The first thing you notice about J.J. Abrams and Doug Dorst’s S is the weight of the book. Yes, it’s a hardback. Yes, those usually weigh more but not like this. Encased and sealed in a thick slip cover, the book is stuffed full of bits of paper, letters, postcards, a little cardboard compass and even a map drawn on a large napkin made of tissue. It’s intriguing, but also fairly hard to manage physically — things do fall out unless you’re reading while placing the book on a flat surface, and when they fall out, it isn’t easy to figure out where to put them back. That’s often the case with nested narratives and meta-text — you have to work out where they go. In this case, it’s a physical requirement, too.

S is a number of things. It is a mystery box. The readers of S aren’t just reading a book called The Ship of Theseus (artfully designed to look like a yellowed, well worn library book, complete with peeling sticker featuring it’s Dewey Decimal numbers and a log of due by date stamps dated as far back as 1957), they’re reading The Ship of Theseus after it has been read and reread and annotated heavily over quite some time by an undergraduate student named Jen and an expunged PhD student named Eric. Their notes fill the margins and they’ve placed long, handwritten letters and postcards and more in between the pages of the book. The ‘actual’ story of The Ship of Theseus is ‘by’ a much revered but mysterious writer called V.M. Straka. In The Ship of Theseus, a man known only as S finds himself aboard a sort of ghostly ship, where all but one of the sailors has his mouth sewed shut. Strange things are happening, but he is unable to work out what he’s doing there or even what is going on around him. There are shades here of The Rime of the Ancient Mariner, but no sea snakes can be found to absolve the protagonist of whatever sins have caused him to be trapped here.

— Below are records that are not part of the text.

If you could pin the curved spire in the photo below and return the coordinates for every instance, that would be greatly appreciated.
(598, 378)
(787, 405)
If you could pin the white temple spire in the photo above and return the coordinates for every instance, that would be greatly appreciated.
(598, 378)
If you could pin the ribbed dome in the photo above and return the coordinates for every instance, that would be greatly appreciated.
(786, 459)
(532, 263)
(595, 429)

Trapped in the ship, S is taken to different cities or perhaps worlds in different times of violence. There is a beautiful woman haunting him, of course, but she’s a mystery, as is much else. None of it is particularly original or riveting: The Ship of Theseus as an independent narrative is just not very good. It’s not well-written, it’s not particularly interesting and it goes beyond basic suspension of disbelief that Straka is the writer that Jen, Eric and multiple other academics are so obsessed by. Is Straka meant to be a good writer or just a mysterious one? Is The Ship of Theseus meant to be a good book? Why is it so interesting to so many people? Because it really isn’t to the readers of S.

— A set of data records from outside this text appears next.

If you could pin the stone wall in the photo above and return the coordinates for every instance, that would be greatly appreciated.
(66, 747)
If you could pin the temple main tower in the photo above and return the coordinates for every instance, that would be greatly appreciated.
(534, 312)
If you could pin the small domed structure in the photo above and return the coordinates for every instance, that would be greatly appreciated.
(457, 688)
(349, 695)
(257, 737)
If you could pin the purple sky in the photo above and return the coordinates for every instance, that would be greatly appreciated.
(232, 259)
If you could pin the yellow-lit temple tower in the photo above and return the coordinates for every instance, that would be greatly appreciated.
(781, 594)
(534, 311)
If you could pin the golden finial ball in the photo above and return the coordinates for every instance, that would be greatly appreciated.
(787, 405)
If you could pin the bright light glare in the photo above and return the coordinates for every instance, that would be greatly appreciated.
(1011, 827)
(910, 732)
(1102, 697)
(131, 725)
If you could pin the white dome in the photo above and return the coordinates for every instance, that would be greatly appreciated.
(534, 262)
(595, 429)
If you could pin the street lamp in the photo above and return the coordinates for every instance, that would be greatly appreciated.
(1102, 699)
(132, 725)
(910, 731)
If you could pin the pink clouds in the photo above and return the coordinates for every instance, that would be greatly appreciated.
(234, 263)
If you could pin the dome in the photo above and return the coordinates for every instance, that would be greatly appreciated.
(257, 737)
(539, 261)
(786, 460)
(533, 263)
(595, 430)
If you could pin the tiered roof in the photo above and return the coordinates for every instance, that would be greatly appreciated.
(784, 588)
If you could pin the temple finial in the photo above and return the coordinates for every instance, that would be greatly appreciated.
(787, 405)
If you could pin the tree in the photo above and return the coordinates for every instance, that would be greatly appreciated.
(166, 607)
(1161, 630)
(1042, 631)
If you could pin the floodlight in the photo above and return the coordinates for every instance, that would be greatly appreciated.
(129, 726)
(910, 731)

Jen and Eric take turns with the book, leaving notes for each other in the margins — notes which are initially about the book and their research regarding Straka and then slowly become more personal when moments in Straka’s fiction strike certain chords with the two readers. They confess secrets from their own pasts, share their fears and hopes and even paranoia when they begin to think that a secret society is somehow taking a keen interest in Eric’s work on Straka.

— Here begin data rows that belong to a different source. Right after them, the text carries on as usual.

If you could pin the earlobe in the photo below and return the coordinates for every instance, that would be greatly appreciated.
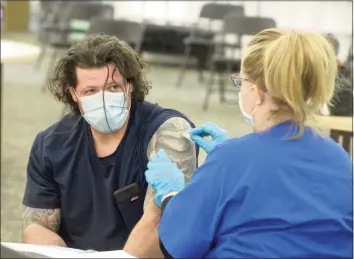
(260, 97)
(73, 95)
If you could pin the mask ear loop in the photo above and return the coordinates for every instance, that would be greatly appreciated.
(258, 103)
(103, 99)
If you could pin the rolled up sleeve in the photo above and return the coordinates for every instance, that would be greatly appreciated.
(41, 190)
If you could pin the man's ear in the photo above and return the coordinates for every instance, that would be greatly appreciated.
(73, 95)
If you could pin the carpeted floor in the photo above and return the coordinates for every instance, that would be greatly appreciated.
(26, 111)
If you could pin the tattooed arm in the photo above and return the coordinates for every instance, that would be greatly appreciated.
(179, 149)
(143, 242)
(40, 226)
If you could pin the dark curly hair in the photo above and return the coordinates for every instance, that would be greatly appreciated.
(96, 51)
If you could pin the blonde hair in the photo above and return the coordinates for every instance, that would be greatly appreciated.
(297, 69)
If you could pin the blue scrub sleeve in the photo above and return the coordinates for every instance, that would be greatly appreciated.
(189, 222)
(41, 189)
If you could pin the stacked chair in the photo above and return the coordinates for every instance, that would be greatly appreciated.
(200, 41)
(220, 63)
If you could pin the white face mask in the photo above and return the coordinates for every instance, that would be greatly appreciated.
(248, 118)
(106, 116)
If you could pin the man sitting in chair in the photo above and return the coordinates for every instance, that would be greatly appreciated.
(103, 145)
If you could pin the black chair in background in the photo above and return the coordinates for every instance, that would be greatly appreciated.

Different coloured ink has been used to print their annotations, and eventually, it is understood that certain pairs of colours go together — green and orange for when they first begin this ‘conversation,’ red and purple for when they finally met and are re-evaluating what they first thought, and so on. Eric writes in an upright, neat upper case script; Jen in a less mature but tight cursive. It’s obviously all very well thought out but it is a strange, knotty narrative, and the story told by these notes is not in any sort of chronological order. How do you read these notes? Do you read everything on a single page in one go? Do you restrict yourself to trying to follow a certain time line of coloured ink then come back to follow another? It’s quite annoying to do either, because you have to push your way into each narrative and repeatedly force your way out, shovel through into another — it’s an absolute rabbit warren of time lines and stories and does start to feel very gimmicky, fairly fast.

Of course, it doesn’t help that everyone knows J.J. Abrams as the show runner for the obsessively watched TV series Lost. Regardless of whether Abrams had anything to do with that terrible, massively disappointing finale or not, he was crucial to the show’s development for quite some time. Given that he is known for taking a simple storytelling trope (‘what if a plane load of strangers crashed onto a deserted island?’) and creating a huge, finely detailed and very elaborate series, it is inevitable that readers will attempt to delve into the same depths for S and try to crack every code it has. But just as Lost ended up a cop-out, S stops shy of explaining itself too. Lost was full of clever clues, almost invisible threads woven into the fabric of the story and multiple fractures in time and space. So is S. Did everything in Lost add up eventually? Of course not. Does everything in S add up eventually? It doesn’t matter — because like with Lost, somewhere along the final third, you begin to stop caring.

It may not work perfectly as a narrative, but S is indeed an absolute marvel of publishing. It’s a great celebration of the physical book and putting it together must have been an intense, incredibly expensive job. The books it brings to mind are Nick Bantock’s Griffin and Sabine trilogy, though those were very much epistolary novels, rather than the sort of meta-text S employs. But the Griffin and Sabine books were a marvel not just because of their physical nature, but also because of the whimsical, mysterious narrative that ultimately worked — whether because they were well-written or because the idea of opening and reading someone else’s correspondence appealed to each readers’ sense of curiosity, it does not matter.

Unfortunately, S is unable to offer the same sort of appeal. Where Griffin and Sabine’s letters and illustrations were always easy to follow, annotations and inserts in S are not — the very fact that Jen and Eric have annotated the book numerous times is enough to cause confusion. Even when read with full focus and concentration, there are pieces of the narrative that seem missing, parts of the puzzle that cannot be forced into place. Not the least of which is why anyone would be interested in Straka enough to spend so much time reading and annotating his book.